The social contract is that we consent to be governed on the basis of majority rule, where minorities are protected by certain fundamental rights. We are, however, traversing into a state where minority rights trump majority rule. From that flows entitlements which reinforce victim status. The equilibrium is undermined. This is not without consequence.  

For as long as I have been writing about politics I have charted the growing gulf between the governors and the governed. There can be no political unity when the values of the polity are so alien to those they nominally serve. It is for this reason the party system is now at the fag end of its useful life. 

The upshot of this is that culturally, politically and economically, we are on a path which is abstract to reality. Britain is in flux. The left is fighting to preserve a social order in which it has all of the power. That is why it seeks to resist Brexit to the bitter end. Without the EU it has to compete in the marketplace of ideas in a battle where it cannot win. 
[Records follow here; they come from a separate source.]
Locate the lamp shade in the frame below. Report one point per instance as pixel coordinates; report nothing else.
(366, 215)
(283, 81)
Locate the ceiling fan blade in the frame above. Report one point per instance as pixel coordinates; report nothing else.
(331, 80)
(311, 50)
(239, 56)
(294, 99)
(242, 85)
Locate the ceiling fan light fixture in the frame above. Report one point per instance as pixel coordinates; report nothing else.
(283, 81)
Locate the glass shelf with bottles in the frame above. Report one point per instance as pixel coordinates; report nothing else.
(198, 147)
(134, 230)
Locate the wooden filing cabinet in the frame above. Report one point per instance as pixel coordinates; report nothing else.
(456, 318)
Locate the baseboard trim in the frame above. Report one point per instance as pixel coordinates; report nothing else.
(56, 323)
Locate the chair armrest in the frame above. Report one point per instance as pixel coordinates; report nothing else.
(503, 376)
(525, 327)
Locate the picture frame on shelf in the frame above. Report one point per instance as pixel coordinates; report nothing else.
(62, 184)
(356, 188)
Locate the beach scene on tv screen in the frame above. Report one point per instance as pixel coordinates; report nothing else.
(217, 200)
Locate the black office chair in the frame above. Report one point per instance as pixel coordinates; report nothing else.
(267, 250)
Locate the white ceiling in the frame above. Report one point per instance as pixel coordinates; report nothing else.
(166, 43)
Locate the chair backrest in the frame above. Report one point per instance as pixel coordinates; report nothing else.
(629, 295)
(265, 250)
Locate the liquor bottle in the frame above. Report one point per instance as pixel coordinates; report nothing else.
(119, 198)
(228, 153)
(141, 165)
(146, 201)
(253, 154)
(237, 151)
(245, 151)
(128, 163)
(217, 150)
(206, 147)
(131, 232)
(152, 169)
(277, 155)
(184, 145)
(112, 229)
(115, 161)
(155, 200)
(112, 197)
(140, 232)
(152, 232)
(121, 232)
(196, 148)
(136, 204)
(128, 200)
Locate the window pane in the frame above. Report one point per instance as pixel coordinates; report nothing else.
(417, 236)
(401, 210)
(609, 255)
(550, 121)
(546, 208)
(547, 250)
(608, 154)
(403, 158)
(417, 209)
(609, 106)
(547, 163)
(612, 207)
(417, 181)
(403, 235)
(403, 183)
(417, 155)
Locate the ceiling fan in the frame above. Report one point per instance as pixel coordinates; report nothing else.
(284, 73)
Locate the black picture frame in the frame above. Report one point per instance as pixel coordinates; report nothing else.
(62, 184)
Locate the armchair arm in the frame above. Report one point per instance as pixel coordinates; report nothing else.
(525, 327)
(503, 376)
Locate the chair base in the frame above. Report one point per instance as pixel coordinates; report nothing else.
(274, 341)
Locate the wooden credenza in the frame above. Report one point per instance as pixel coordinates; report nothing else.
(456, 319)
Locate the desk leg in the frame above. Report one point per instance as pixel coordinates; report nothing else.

But then as much as the social order it seeks to impose is dying, it isn't Brexit that keeps me awake at night. If we are talking about Titanics hitting icebergs, then the iceberg is the massive unfunded pensions and welfare black hole which will be upon us long before I draw my pension. That particular iceberg will force us to confront all of those issues that this present order has chosen to kick into the long grass. 

I have long felt that the post war social order was on a life support machine, with reform made impossible by the toddler left. Britain needs an transformative economic policies but we are not going to get that while the wheezing ghost of late forties welfarism rattles its chains over everything. Brexit will bring that conversation forward as tax receipts start to collapse.

With the death of of the old order it will then become apparent that our political institutions are no longer fit for purpose. Hopefully public tolerance for our grotesquely archaic "representative democracy" will run out. When the state is no longer able to provide from cradle to grave, we can perhaps move beyond the grubby retail politics of yore.  

Politics from here on in is not going to look the same. There is a little way to go yet before we hit rock bottom, and possibly we will have to tolerate another Labour government. Though I am somewhat perturbed by the prospect of this, I think it just has to run its course. After that though, there are no certainties. Everything will be up for public debate, there will be no cast iron guarantees and everybody's entitlements and protections will come under the microscope. That which we want we shall have to fight for. 

It will be a long time before we reach anything like a political settlement but what we can say is that which we do have will be one of our own making and not one imposed on us by an illiberal left wing minority elite. The dinosaurs have had their day. As we enter a new era of history, in a new phase of globalisation, Britain must reinvent itself whatever that may cost. We can no longer put it off. 

Remoanerism may well linger on for a while but it's just the swansong of the old establishment. It does not want to let go of the power but does not yet realise it has already lost. When it recruits Alastair Campbell and Yasmin Alibhai Brown it has nothing left to do but choke its last. That may be a cause for some celebration, but what comes next is the much more difficult question.